You are viewing a plain text version of this content. The canonical link for it is here.

Posted to users@kafka.apache.org by Jan Filipiak <Ja...@trivago.com> on 2015/02/22 11:16:40 UTC

Re: High CPU usage of Crc32 on Kafka broker

I just want to bring up that idea of no server side de/recompression 
again. Features like KAFKA-1499 
<https://issues.apache.org/jira/browse/KAFKA-1499> seem to steer the 
project into a different direction and the fact that tickets like 
KAFKA-845 <https://issues.apache.org/jira/browse/KAFKA-845> are not 
getting much attention gives the same impression. This is something my 
head keeps spinning around almost 24/7 recently.

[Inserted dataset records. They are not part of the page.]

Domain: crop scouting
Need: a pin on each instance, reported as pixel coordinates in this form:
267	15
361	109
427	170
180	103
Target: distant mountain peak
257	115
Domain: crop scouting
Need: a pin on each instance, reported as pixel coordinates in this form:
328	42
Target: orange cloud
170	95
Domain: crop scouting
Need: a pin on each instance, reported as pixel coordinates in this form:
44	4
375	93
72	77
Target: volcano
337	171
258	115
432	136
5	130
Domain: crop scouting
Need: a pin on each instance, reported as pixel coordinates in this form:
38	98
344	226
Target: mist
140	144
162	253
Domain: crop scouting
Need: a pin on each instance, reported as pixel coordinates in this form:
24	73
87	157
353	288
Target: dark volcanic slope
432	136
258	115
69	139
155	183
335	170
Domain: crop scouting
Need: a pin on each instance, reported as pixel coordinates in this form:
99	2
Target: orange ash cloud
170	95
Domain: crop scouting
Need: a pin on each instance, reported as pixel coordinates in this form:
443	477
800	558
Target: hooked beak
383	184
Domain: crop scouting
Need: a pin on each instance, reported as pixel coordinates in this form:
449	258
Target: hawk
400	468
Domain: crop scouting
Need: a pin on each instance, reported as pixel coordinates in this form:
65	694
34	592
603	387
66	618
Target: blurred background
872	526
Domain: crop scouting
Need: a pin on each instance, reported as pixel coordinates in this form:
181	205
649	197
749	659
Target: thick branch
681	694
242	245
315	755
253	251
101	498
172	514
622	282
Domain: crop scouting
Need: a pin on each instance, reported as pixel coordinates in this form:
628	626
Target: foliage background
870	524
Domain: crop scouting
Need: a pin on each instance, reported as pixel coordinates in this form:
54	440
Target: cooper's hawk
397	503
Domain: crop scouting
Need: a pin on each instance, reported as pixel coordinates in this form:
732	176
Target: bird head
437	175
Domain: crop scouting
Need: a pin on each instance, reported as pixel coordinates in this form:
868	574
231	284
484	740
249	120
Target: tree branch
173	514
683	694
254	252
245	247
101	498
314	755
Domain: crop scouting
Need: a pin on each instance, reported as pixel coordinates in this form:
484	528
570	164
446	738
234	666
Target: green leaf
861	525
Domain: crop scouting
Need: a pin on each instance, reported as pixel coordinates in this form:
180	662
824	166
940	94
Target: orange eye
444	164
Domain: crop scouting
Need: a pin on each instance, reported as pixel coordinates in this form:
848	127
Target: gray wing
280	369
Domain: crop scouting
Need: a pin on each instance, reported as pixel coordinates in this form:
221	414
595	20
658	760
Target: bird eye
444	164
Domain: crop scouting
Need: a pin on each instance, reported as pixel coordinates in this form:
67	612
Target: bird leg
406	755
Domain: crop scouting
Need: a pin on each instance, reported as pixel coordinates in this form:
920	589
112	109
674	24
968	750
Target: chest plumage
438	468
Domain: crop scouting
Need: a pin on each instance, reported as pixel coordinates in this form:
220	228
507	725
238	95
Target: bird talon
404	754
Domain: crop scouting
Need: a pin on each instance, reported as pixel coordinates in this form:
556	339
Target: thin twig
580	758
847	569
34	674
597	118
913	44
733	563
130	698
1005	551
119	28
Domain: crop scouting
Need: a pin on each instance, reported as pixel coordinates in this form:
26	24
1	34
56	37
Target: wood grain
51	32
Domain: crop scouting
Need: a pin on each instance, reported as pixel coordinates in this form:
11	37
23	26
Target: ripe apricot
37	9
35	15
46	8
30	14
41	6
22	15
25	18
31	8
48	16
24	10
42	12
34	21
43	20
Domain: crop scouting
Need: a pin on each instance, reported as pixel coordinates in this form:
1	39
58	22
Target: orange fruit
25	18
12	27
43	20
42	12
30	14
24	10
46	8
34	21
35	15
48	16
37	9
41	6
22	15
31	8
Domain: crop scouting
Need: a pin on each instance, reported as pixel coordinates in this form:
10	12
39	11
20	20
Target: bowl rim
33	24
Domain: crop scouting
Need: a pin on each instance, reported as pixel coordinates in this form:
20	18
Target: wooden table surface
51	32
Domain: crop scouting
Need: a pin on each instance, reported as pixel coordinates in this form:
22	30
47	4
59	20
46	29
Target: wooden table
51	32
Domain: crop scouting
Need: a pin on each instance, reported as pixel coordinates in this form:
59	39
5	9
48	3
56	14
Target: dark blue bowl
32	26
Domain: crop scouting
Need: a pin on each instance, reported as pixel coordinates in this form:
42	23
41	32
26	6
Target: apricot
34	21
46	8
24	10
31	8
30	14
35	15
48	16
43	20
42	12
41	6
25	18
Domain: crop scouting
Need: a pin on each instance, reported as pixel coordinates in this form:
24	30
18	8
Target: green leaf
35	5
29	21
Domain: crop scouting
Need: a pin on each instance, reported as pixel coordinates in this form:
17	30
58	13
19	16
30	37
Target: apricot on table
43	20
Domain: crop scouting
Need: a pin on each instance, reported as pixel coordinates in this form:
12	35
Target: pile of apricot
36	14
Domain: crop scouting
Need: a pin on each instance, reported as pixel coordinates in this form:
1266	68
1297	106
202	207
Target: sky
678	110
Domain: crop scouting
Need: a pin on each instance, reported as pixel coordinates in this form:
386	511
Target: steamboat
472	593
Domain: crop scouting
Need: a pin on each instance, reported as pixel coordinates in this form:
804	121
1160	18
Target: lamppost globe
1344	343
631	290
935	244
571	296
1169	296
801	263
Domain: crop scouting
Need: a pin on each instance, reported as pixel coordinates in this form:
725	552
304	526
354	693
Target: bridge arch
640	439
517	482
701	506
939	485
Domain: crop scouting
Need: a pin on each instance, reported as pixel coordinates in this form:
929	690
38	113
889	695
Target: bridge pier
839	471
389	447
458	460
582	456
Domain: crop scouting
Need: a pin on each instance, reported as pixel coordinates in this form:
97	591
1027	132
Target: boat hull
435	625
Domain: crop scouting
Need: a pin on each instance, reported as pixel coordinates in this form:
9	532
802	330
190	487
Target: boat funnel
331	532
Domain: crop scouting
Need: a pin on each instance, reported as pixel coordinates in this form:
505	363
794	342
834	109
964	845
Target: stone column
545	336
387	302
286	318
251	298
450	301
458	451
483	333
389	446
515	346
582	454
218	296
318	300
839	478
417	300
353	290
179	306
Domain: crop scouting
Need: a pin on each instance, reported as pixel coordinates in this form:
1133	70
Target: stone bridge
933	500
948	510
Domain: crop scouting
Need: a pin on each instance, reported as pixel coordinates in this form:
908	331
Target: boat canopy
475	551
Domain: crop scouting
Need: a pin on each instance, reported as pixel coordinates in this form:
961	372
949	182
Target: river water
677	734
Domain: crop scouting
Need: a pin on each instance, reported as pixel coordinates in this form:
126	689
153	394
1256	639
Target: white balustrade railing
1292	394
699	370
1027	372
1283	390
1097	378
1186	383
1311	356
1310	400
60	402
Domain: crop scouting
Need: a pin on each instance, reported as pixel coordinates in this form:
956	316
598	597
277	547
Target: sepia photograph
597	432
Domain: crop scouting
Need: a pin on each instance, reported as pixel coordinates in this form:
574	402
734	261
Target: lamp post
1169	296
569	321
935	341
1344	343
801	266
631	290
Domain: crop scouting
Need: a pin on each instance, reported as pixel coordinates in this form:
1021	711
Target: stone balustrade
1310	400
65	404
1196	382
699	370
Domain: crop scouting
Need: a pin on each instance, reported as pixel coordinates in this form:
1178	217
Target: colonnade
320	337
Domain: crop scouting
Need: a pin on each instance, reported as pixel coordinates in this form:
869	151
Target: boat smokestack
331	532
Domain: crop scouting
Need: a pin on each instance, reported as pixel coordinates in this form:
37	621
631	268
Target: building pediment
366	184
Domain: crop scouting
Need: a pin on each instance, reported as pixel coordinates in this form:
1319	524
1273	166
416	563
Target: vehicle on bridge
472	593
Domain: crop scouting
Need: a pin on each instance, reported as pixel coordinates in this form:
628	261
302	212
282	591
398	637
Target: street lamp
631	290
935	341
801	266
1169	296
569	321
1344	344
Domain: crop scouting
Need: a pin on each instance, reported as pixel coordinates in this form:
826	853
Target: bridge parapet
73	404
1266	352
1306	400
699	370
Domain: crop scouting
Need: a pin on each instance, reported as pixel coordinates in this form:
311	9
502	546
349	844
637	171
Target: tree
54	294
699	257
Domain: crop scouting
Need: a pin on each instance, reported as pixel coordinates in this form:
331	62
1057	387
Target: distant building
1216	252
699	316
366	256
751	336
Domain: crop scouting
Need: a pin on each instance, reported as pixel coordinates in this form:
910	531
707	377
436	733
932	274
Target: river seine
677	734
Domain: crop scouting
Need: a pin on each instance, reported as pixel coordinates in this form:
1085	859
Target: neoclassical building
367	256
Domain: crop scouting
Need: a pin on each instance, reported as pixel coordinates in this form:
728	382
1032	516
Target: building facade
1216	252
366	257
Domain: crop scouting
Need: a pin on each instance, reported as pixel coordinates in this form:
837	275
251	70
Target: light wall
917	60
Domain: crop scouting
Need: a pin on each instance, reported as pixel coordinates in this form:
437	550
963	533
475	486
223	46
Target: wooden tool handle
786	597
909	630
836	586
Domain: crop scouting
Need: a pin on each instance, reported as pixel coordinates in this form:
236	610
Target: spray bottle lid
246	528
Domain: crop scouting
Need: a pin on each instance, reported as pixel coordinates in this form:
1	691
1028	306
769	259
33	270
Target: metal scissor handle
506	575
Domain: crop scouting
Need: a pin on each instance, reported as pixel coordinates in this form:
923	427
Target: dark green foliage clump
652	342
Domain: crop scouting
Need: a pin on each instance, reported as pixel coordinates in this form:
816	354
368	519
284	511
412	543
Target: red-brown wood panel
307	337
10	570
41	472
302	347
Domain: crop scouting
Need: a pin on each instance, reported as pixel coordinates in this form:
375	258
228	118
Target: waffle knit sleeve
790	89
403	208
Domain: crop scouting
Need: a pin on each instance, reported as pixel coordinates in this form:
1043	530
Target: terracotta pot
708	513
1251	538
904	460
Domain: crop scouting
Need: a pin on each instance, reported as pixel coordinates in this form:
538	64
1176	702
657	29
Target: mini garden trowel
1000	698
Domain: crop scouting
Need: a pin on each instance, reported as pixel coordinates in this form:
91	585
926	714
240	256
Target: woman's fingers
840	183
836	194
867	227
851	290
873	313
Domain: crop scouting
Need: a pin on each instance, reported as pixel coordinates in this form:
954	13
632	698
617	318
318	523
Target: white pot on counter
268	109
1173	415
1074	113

The problem I see is that CPU's are not the cheapest part of a new 
server and if you can spare a gigahertz or some cores by just making 
sure your configs are the same across all producers I would always opt 
for the operational overhead instead of the bigger servers. I think this 
will usually decrease the tco's of kafka installations.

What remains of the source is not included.